Électronégativité, polarité et solubilité | Physique-Chimie | Première spécialité

Dernière mise à jour : 16 juin 2026

🕑 Durée : 1 heure
🧮 Calculatrice : autorisée
Barème : 20 points
📄 Données : électronégativités croissantes H < C < N < O < F

Exercice 1 — Électronégativité et liaisons polarisées (7 points)

1. Définis l'électronégativité d'un élément. (2 pts)

2. Comment évolue-t-elle dans le tableau périodique ? Quel est l'élément le plus électronégatif ? (2 pts)

3. Pour les liaisons O–H, C–C et H–F, indique si elles sont polarisées ou apolaires et place les charges partielles. (3 pts)

1. C'est la tendance d'un atome à attirer vers lui les électrons d'une liaison qu'il partage. Grandeur sans unité.

2. Elle augmente de gauche à droite (période) et du bas vers le haut (colonne). L'élément le plus électronégatif est le fluor (F).

3. O–H : polarisée (\(\delta^-\) sur O, \(\delta^+\) sur H). C–C : atomes identiques → apolaire.
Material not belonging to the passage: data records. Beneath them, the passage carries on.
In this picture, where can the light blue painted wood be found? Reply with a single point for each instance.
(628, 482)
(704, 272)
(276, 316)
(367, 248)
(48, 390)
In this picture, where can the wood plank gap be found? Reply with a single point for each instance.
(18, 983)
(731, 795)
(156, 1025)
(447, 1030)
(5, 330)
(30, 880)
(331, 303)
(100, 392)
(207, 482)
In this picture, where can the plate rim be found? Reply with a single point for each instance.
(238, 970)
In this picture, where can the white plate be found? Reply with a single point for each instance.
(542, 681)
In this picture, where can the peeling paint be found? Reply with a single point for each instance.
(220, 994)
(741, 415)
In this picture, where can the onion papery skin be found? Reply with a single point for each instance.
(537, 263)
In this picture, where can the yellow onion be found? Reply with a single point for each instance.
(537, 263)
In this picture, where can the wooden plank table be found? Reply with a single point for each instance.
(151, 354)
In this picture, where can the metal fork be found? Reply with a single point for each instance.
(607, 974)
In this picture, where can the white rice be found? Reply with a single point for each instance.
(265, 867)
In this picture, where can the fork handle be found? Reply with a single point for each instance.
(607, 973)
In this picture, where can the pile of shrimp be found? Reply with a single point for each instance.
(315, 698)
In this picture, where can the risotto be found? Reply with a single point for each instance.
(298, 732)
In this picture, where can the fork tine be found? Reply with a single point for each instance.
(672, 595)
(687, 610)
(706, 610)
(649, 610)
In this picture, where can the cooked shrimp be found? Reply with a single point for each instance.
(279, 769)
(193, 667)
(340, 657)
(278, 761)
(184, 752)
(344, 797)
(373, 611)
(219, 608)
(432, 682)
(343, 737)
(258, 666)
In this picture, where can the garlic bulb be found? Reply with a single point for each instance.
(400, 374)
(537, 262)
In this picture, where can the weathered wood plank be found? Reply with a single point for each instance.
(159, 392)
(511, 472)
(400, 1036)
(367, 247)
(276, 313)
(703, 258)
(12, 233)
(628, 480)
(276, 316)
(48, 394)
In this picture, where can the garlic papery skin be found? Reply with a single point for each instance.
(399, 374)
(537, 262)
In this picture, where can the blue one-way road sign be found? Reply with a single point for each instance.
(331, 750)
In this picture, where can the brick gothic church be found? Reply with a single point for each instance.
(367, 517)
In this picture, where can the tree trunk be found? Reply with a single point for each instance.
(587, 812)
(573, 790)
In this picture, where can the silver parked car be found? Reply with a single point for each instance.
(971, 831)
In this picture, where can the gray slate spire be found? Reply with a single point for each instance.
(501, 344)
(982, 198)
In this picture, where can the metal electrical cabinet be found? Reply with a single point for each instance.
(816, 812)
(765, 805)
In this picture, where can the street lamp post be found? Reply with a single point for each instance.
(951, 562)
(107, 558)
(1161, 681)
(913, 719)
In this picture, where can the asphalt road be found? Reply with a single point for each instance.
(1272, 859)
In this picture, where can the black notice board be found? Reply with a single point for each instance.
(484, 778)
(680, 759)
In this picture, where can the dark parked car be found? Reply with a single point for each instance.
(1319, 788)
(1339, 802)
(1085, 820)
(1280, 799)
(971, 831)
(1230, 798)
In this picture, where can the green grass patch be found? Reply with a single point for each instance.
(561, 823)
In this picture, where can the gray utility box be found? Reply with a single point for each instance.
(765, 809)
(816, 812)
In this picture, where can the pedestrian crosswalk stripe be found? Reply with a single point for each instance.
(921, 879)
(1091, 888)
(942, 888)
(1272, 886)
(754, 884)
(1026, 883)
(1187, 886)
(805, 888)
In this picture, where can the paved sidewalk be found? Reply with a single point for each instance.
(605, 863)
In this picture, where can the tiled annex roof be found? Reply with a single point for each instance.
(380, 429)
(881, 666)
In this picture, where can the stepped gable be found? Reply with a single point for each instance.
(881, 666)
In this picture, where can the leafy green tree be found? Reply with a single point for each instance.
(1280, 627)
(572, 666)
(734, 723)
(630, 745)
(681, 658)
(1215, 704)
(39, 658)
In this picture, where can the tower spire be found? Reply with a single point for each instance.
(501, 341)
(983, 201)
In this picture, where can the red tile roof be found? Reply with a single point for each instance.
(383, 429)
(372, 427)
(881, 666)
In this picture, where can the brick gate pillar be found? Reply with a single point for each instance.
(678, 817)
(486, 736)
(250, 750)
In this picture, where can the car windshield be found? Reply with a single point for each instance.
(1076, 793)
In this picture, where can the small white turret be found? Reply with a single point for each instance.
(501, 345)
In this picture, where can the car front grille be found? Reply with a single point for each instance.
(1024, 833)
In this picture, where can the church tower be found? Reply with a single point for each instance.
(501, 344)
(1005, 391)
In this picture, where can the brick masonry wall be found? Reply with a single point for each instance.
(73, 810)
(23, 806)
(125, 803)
H–F : polarisée (\(\delta^-\) sur F, \(\delta^+\) sur H).

Exercice 2 — Polarité des molécules et liaison hydrogène (7 points)

On considère les molécules \(CO_2\) (linéaire), \(H_2O\) (coudée) et \(NH_3\) (pyramidale).

1. Pour chacune, dis si elle est polaire ou apolaire en justifiant par la géométrie. (3 pts)

2. Cite les deux types d'interactions intermoléculaires et précise laquelle est la plus forte. (2 pts)

3. L'eau (\(H_2O\)) bout à 100 °C, le sulfure d'hydrogène (\(H_2S\), molécule comparable mais sans liaison hydrogène) bout à −60 °C. Explique cet écart. (2 pts)

1. \(CO_2\) : apolaire (linéaire symétrique, les effets des deux liaisons polarisées se compensent). \(H_2O\) : polaire (coudée, effets non compensés). \(NH_3\) : polaire (pyramidale, non symétrique).

2. Interactions de Van der Waals (entre toutes les molécules) et liaison hydrogène (H lié à O, N ou F) ; la liaison hydrogène est la plus forte.

3. L'eau forme des liaisons hydrogène fortes entre ses molécules ; il faut beaucoup d'énergie pour les rompre → température d'ébullition élevée. \(H_2S\) n'en forme pas (S n'est pas O, N ou F) → ébullition à bien plus basse température.

Exercice 3 — Solubilité (environnement) (6 points)

Une marée noire répand du pétrole (mélange apolaire) à la surface de l'eau de mer.

1. Pourquoi le pétrole reste-t-il à la surface et ne se dissout-il pas dans l'eau ? (2 pts)

2. Les sels minéraux de l'eau de mer (ioniques) sont-ils hydrophiles ou hydrophobes ? Justifie. (2 pts)

3. Pour disperser une nappe, on utilise des « dispersants » dont les molécules ont une partie hydrophile et une partie hydrophobe. Explique leur principe d'action. (2 pts)

1. Le pétrole est apolaire, l'eau est polaire : « les semblables dissolvent les semblables » → le pétrole ne se dissout pas et, moins dense, reste en surface (il est hydrophobe).

2. Les sels minéraux sont ioniques donc hydrophiles : leurs ions sont stabilisés par les charges partielles des molécules d'eau (polaires), ils se dissolvent.

3. La partie hydrophobe se fixe sur le pétrole, la partie hydrophile reste dans l'eau : les gouttelettes de pétrole sont entourées et dispersées dans l'eau, comme le savon avec une graisse.